Guest post by Bobby Owsinski of Music 3.0
We’ve heard some of these tech words and phrases so much that they now hold no meaning, so it’s time to stop using them. Yep, tech words, phrases, and jargon have now seeped in the music business (especially music tech), but we can save ourselves in the new year with a little awareness. Below is a non-comprehensive list inspired by Shelly Palmer.
We hacked it – If you mean you “figured it out,” then just say that in plain English.
Paradigm shift – Once again the plain “something new” will suffice, unless you’re talking about something so momentous that it has never been thought of before.
Game changer – Most of the time you mean “interesting,” “meaningful,” “significant,” “impactful.” That’s good enough.
Disrupt the industry – That’s a pretty dramatic way of just saying “change.”
Monetize – I know, I use this one myself. A simpler way is to just say, “how we make money.”
Blockchain – Most people who throw this word around don’t even know what it means. If I hear how “Blockchain is going to change the music industry forever,” or “It will let you charge whatever you want for your music,” I think I’ll scream. It’s just a clever database technology. It’s ability to change the music business has been overrated.

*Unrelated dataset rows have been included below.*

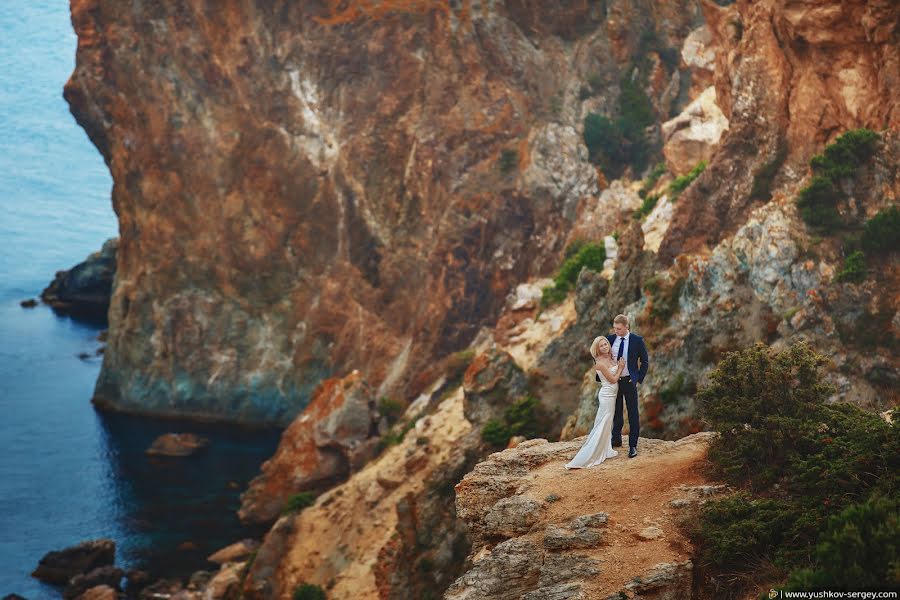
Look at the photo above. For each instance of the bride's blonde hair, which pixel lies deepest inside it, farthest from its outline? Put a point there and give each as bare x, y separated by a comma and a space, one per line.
595, 346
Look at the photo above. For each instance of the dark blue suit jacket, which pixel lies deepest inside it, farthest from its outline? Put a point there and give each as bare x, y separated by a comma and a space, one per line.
637, 359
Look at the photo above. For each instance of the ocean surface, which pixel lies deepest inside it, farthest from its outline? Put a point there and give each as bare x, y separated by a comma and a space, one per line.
67, 472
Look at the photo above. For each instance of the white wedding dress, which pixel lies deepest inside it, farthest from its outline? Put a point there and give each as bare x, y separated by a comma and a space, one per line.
598, 446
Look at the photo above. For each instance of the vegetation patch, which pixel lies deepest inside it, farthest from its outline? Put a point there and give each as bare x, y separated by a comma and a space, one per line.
819, 200
584, 255
299, 501
525, 417
683, 181
617, 143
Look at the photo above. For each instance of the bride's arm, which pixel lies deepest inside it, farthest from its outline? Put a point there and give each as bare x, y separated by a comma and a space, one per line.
606, 372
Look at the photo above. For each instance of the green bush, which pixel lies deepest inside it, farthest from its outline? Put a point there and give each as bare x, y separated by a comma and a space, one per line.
496, 433
818, 204
759, 402
654, 175
308, 591
524, 417
736, 530
681, 182
589, 256
854, 268
390, 409
299, 501
859, 549
616, 144
846, 154
882, 232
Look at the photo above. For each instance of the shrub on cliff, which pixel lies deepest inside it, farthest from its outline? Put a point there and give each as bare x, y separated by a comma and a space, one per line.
882, 232
308, 591
617, 143
846, 154
854, 269
299, 501
682, 182
810, 473
590, 256
525, 417
819, 200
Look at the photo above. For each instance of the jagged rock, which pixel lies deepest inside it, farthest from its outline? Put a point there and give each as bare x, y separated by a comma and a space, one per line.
100, 592
225, 585
85, 289
177, 444
511, 516
543, 555
509, 570
564, 538
234, 552
692, 136
666, 581
787, 76
491, 383
101, 576
650, 533
61, 565
410, 541
334, 201
163, 588
336, 434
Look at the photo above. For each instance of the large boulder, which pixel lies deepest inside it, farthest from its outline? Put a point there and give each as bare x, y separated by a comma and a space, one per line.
692, 136
86, 288
336, 434
60, 566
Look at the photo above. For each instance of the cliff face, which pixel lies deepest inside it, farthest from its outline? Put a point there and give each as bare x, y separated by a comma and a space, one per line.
540, 531
307, 188
790, 76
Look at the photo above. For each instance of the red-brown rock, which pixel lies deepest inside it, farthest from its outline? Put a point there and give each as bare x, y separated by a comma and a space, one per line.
335, 435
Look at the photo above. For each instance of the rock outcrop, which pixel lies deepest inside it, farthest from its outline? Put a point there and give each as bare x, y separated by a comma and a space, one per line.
789, 77
85, 289
388, 532
328, 186
335, 435
540, 531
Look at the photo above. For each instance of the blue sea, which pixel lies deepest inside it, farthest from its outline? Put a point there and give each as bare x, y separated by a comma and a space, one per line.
67, 472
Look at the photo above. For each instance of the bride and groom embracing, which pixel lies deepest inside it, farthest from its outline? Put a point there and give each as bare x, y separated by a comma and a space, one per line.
620, 364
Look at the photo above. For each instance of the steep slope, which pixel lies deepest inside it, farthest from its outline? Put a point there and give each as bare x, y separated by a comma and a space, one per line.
307, 188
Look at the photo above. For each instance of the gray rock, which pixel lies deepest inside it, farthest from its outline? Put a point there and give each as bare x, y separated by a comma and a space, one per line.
512, 516
60, 566
564, 538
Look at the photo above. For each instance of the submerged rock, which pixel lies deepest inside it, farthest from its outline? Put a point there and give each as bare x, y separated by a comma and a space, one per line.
60, 566
177, 444
86, 288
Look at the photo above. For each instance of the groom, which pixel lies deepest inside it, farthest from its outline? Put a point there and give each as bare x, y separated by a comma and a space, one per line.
631, 346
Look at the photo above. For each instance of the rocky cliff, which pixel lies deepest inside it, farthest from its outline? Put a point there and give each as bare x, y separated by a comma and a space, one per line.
307, 188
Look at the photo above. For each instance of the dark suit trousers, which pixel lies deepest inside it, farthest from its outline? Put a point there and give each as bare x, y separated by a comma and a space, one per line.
628, 391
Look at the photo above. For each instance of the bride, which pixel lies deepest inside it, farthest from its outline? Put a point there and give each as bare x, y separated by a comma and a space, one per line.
598, 446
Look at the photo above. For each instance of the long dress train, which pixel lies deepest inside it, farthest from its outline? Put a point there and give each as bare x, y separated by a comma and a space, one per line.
598, 446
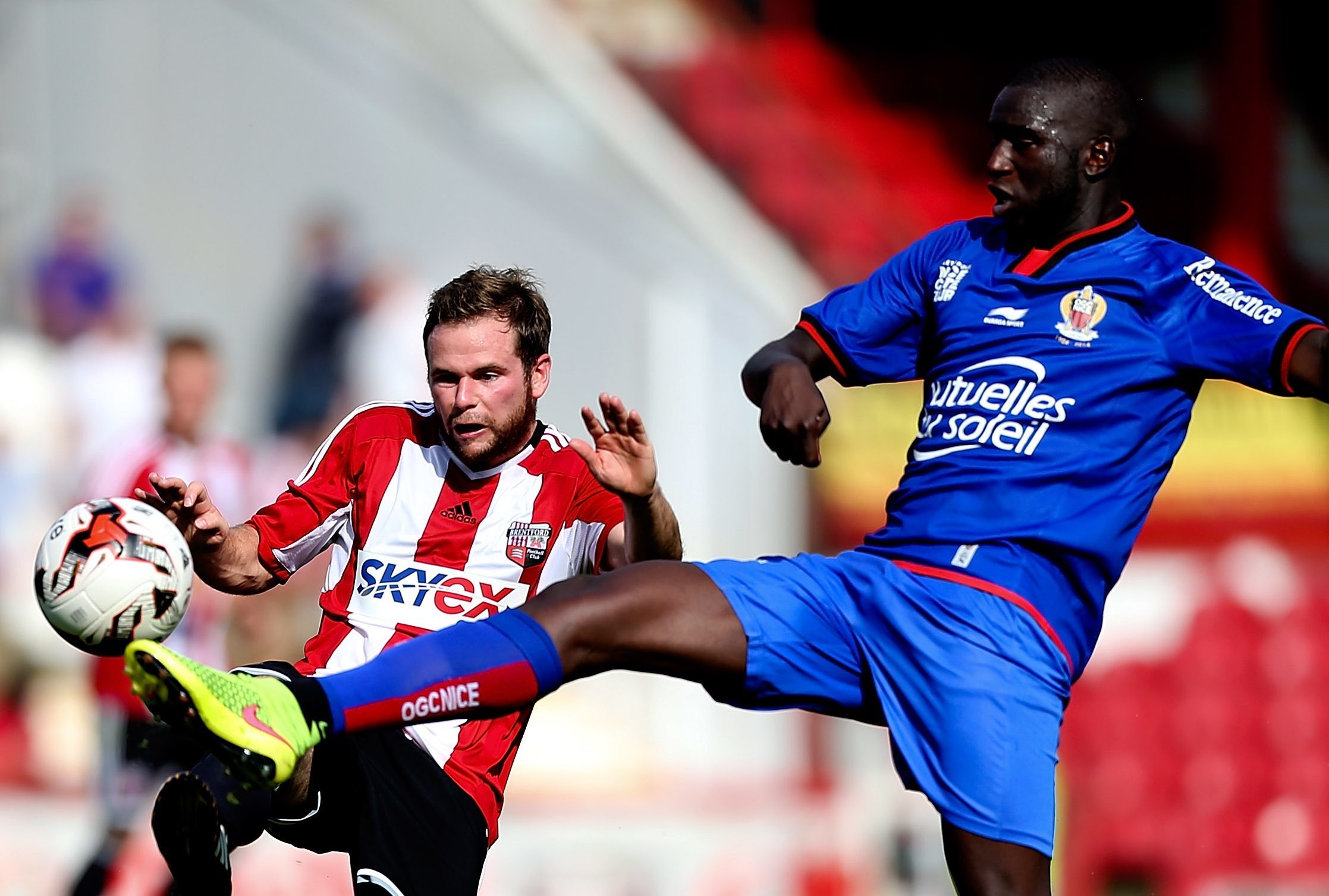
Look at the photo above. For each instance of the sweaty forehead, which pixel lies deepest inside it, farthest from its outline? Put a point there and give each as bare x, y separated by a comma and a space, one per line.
1039, 109
467, 345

AI (artificial intelligence) – Again, I’m as guilty as anyone for using this. Most of the time this is referring to machine learning, which is a subset of AI. Better to use “this will automatically happen” instead of inferring magic powers on the process.
The above tech words and phrases can be useful, but just like superstar artists, only 1% of the time. Shelly mentioned a few more, like “5G,” “hockey stick,” and “ideate” that thankfully haven’t made it into every day music tech yet. Let’s hope that 2021 brings us clearer language with fewer buzzwords (Yes, I intend to practice what I preach).